Mr Barr this week warned that any easing of restrictions in the nation's capital could expose Canberrans to a "second, third, fourth or fifth" wave of the pandemic.
Professor Collignon says while it is not inevitable that a second wave of infections will crash through the community, it is a risk and "we should be concerned about it".
Heightening those concerns is the fact that a next wave - should it eventuate - would likely hit near or during the winter flu season.
"I do think it is inevitable that we will probably have more cases in winter than we have now," he says.
"But if we keep on doing all of the right things - physical distancing, hand hygiene, don't go to work if you're sick and limiting crowds - we can actually really decrease the transmission of not only this virus, but all respiratory virus."
As Australia's daily rate of new infections continues to fall and calls for the easing of some restrictions grow louder, Prime Minister Scott Morrison and other leaders have been keen to highlight the recent experience in countries such as Singapore and Japan to reinforce the perils of reopening the economy too quickly.
Singapore, which enjoyed early success in the fight against COVID-19, has been forced into partial lockdown until at least June 1 after a recent spike in new cases.
The number of cases in the city-state has more than doubled in the past week, on the back of outbreaks in dormitories housing migrant workers.
'Test, trace and contain'
Mr Morrison has set out three conditions for the lifting of restrictions in three week's time; increased testing; an "industrial scale capability" to trace contacts of known cases, and an enhanced capacity to respond to localised outbreaks, such as that which occurred in north-west Tasmania earlier this month.

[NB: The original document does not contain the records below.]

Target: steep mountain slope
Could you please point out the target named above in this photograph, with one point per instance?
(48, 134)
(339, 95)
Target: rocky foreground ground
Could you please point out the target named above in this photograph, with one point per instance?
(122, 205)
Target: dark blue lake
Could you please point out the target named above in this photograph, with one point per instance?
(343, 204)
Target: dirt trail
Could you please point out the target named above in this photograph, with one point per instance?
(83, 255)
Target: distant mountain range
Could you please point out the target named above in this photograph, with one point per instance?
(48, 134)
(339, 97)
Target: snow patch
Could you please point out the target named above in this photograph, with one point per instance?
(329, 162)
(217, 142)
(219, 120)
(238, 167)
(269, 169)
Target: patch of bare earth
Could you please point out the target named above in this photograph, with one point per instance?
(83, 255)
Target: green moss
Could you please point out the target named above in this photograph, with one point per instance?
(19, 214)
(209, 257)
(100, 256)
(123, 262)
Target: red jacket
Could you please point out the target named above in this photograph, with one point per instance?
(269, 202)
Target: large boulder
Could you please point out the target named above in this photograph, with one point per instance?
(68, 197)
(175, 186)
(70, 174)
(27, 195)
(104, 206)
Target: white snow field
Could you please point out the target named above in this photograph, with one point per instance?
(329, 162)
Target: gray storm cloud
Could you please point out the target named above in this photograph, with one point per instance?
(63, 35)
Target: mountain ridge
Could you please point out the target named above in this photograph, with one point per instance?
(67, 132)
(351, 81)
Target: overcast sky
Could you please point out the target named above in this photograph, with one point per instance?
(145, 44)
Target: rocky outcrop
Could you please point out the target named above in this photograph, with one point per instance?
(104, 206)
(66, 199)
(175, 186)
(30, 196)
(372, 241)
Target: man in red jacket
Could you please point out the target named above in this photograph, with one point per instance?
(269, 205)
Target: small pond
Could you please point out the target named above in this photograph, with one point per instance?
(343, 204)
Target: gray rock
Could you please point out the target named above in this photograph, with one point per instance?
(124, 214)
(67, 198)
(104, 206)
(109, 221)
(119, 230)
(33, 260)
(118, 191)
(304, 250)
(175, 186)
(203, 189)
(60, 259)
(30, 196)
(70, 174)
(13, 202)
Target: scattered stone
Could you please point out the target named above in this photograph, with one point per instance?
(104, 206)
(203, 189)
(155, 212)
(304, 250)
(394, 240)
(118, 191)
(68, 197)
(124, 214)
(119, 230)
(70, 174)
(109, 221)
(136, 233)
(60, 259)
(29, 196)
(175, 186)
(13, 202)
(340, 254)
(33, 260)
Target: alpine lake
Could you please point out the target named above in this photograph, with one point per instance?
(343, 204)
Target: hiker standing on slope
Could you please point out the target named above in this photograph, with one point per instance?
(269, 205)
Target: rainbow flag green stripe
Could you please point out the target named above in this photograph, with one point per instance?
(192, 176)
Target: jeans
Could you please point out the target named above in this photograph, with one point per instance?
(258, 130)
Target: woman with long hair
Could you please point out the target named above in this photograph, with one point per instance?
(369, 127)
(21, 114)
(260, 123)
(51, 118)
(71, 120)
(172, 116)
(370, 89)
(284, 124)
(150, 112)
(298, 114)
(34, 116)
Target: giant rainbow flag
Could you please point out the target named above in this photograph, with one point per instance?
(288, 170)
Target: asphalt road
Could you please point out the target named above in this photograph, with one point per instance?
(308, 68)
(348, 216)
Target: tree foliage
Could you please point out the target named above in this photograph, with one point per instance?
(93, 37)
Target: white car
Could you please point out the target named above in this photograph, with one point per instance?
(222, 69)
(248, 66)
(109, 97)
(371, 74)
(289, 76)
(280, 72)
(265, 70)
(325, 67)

The plan is for every jurisdiction to have the tools to be able to quickly detect and isolate cases, as well as their close contacts, so that mass outbreaks can be prevented.
Mr Barr this week said there was no better place to be in the world than the ACT at this point during the pandemic.
With the possibility that there might be no active cases of COVID-19 in the territory in the coming days, that may very well be true.
But even if the the ACT reaches that milestone, the fight against the virus is far from over.